Forest Recover Digital Companion Machine Learning Pipeline Repository
This repository contains all code regarding our models used. This is part of the entire E2E pipeline for our product.
graph LR
A[Data Collection] --> B[FRDC-ML] --> C[FRDC-UI]
Currently, it's heavily WIP.
I highly recommend reading our website documentation. There contains tutorials and docs on how to use our modules.
FRDC-ML/
src/ # All relevant code
frdc/ # Package/Component Level code
load/ # Image I/O
preprocess/ # Image Preprocessing
train/ # ML Training
evaluate/ # Model Evaluation
... # ...
main.py # Pipeline Entry Point
tests/ # PyTest Tests
model-tests/ # Tests for each model
integration-tests/ # Tests that run the entire pipeline
unit-tests/ # Tests for each component
poetry.lock # Poetry managed environment file
pyproject.toml # Project-level information: requirements, settings, name, deployment info
.github/ # GitHub Actions
This is a classic, simple Python Package architecture, however, we HEAVILY EMPHASIZE encapsulation of each stage. That means, there should never be data that IMPLICITLY persists across stages.

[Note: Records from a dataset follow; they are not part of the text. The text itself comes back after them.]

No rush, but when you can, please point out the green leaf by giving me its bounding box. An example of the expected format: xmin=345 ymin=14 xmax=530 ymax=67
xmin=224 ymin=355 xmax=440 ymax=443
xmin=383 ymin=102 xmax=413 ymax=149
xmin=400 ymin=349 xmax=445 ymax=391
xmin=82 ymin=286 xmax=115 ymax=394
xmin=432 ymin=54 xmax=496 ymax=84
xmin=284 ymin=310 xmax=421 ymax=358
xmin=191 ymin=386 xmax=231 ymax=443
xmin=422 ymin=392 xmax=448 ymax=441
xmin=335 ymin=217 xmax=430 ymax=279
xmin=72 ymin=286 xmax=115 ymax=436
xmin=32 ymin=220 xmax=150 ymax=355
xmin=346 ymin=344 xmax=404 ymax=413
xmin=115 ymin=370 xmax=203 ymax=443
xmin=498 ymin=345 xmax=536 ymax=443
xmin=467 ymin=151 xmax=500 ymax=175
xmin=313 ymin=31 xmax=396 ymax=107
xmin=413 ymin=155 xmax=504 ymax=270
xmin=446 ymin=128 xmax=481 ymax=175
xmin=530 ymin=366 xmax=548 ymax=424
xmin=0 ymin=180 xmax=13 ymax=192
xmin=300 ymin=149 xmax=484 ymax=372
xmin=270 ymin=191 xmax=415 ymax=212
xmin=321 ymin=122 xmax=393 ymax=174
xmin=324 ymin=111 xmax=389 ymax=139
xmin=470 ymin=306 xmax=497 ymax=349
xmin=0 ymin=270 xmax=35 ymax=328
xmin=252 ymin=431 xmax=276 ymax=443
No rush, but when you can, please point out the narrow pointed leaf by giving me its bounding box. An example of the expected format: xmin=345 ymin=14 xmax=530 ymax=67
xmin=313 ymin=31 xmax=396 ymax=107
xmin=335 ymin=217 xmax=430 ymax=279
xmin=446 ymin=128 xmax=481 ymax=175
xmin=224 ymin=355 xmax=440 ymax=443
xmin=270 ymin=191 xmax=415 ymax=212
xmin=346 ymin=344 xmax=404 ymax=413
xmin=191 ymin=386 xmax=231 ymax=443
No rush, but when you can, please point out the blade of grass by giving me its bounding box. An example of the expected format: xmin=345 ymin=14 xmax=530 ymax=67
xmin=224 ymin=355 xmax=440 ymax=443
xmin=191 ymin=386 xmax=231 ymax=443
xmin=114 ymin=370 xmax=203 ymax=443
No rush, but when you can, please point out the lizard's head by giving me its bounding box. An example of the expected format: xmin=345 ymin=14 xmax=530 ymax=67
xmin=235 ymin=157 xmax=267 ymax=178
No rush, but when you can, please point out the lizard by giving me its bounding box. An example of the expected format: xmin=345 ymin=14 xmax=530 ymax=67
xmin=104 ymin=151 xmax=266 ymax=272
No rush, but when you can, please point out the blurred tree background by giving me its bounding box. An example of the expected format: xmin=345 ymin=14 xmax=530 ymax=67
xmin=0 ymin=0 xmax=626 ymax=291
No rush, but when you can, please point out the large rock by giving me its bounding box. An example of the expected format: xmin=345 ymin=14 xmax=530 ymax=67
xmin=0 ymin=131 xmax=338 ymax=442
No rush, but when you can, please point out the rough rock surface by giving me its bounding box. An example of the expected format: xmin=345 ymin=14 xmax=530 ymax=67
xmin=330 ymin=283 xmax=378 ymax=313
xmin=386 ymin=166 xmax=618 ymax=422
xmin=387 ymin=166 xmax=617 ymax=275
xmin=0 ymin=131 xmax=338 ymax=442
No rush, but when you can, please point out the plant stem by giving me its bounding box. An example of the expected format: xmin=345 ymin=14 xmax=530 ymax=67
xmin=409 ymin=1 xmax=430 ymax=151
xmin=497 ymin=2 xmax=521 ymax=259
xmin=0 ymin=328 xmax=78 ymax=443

To illustrate this, take a look at how
tests/model_tests/chestnut_dec_may/train.py
is written. It pulls in relevant
modules from each stage and constructs a pipeline.
We use Black and Flake8 as our pre-commit hooks. To install them, run the following commands:
poetry install
pre-commit install
If you're using pip
instead of poetry
, run the following commands:
pip install pre-commit
pre-commit install
Alternatively, you can use Black configured with your own IDE.